Model selection identified HKY+I as the optimal model for reconstructing the historical demography of H. manillensis using coalescent theory. Based on climatic events, population dynamics (Figure 6) were divided into five phases (P1–P5): P1 (133–115 kya, kiloyear ago), population expansion, coinciding with the Eemian Interglacial (130–115 kya) [36], suggesting warm interglacial conditions drove sustained growth. P2 (115–26.5 kya), stabilization during the early-to-mid Last Glacial Period (110–26.5 kya) [37], where persistent cooling halted population growth. P3 (26–18 kya), a decline during the Last Glacial Maximum (LGM) during 26.5–19 or 24–17 kya [38,39], with abrupt cooling causing a sharp population reduction. P4 (19–7 kya), rapid expansion post-LGM, linked to climatic warming [38,39]. P5 (7 kya–present), rapid decline associated with gradual global cooling and intensified anthropogenic impacts after 7 kya [40].

4. Discussion

This study extracted all MtPCGs from 74 H. manillensis individuals across seven populations using genome resequencing and assembly, followed by population genetic analyses. Analysis of overall genetic variation revealed significant differences in variation levels among genes. Interestingly, both haplotype diversity and nucleotide diversity exhibited periodic fluctuations. Further investigation showed that the lengths of these 13 genes also followed periodic changes, with haplotype diversity demonstrating an almost perfect logarithmic increase relative to gene length, indicating gene length as a key determinant of haplotype diversity.
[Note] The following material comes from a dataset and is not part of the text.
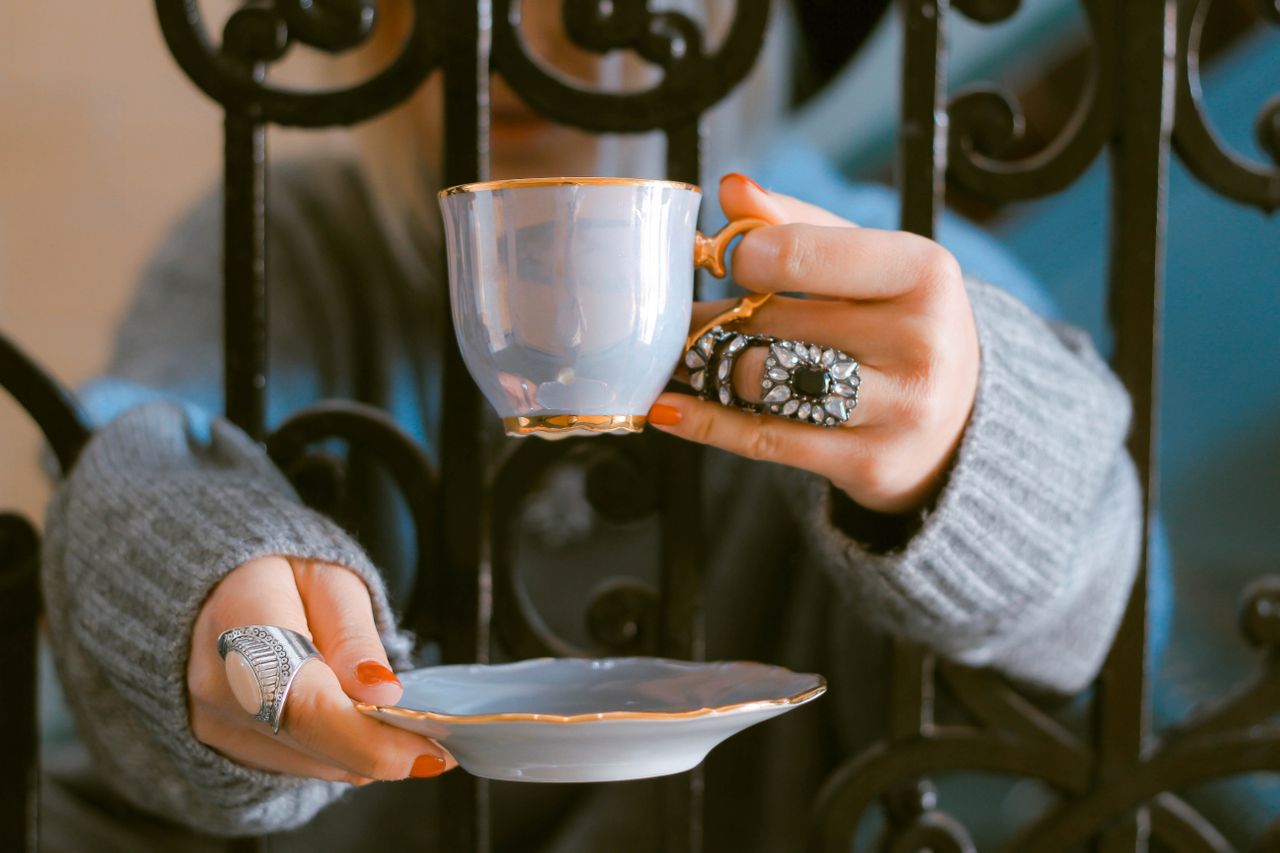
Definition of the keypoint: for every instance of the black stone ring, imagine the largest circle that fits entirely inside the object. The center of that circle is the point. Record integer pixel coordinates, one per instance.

Haplotype diversity is defined as the probability that two randomly sampled sequences differ [41]. Theoretically, longer sequences increase the probability of divergence between two randomly selected sequences. Thus, the strong positive correlation between haplotype diversity and gene length aligns with expectations. Conversely, nucleotide diversity is defined as the average number of nucleotide differences per site in pairwise sequence comparisons [41], a metric inherently independent of sequence length. Consequently, the weak correlation between nucleotide diversity and gene length suggests uneven evolutionary rates among genes. Strikingly, the nucleotide diversity values of the 13 MtPCGs exhibited a near-perfect periodic pattern of alternating low and high values—a phenomenon unreported previously, warranting further investigation into its mechanism.
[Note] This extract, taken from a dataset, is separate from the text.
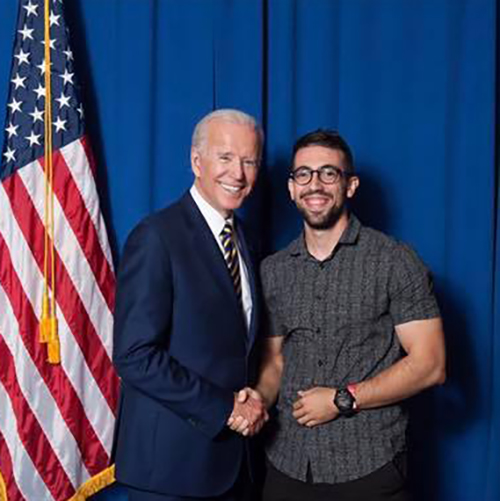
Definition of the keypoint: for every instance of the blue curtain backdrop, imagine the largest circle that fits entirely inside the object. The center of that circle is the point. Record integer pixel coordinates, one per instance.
(412, 86)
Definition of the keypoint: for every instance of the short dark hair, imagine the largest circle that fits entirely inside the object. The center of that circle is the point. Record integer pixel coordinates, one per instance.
(329, 139)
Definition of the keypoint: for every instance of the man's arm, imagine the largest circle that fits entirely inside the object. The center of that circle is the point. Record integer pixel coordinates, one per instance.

Analysis based on concatenated MtPCGs revealed haplotype diversity > 0.5 and nucleotide diversity < 0.005 across all populations. According to Grant and Bowen [42], this pattern indicates a “population bottleneck followed by rapid population growth and accumulation of mutations.” This aligns with historical demographic analyses, which confirm that H. manillensis experienced a short-term population decline during the Last Glacial Maximum, followed by rapid expansion. Our historical population dynamic reconstruction further details distinct phases: population growth (P1), prolonged stability (P2), rapid decline (P3), rapid growth (P4), and secondary decline (P5)—all closely correlated with historical climatic events. As blood-feeding organisms, their survival depends critically on host abundance. Glacial–interglacial cycles profoundly impacted faunal dynamics, inevitably influencing the leech’s effective population size [43]. This highlights blood-feeding animals as valuable models for studying species-environment historical interactions.
Haplotype network analysis revealed seven star-like haplogroups. While most comprised individuals from multiple populations, Group F consisted exclusively of YNHH specimens from Yunnan Province. Crucially, >30 mutation steps separated YNHH haplotypes from all other populations, whereas only 1–2 mutation steps occurred within this group, indicating marked genetic isolation in this population. Genetic structure analysis further indicated that YNHH was genetically distinct, three Guangxi populations (GXGG, GXLZ, and GXYL) were inseparable, and the remaining three (GDZJ, GDMM, and HNDA) showed minor differentiation. Integrating with haplotype network, phylogenetic, and genetic structure results, these populations could be placed into three groups: the earliest diverging Yunnan population (YNHH), intermediate Guangxi populations (GXGG, GXLZ, and GXYL), and most recent Guangdong/Hainan populations (GDMM, GDZJ, and HNDA) (Figure 1).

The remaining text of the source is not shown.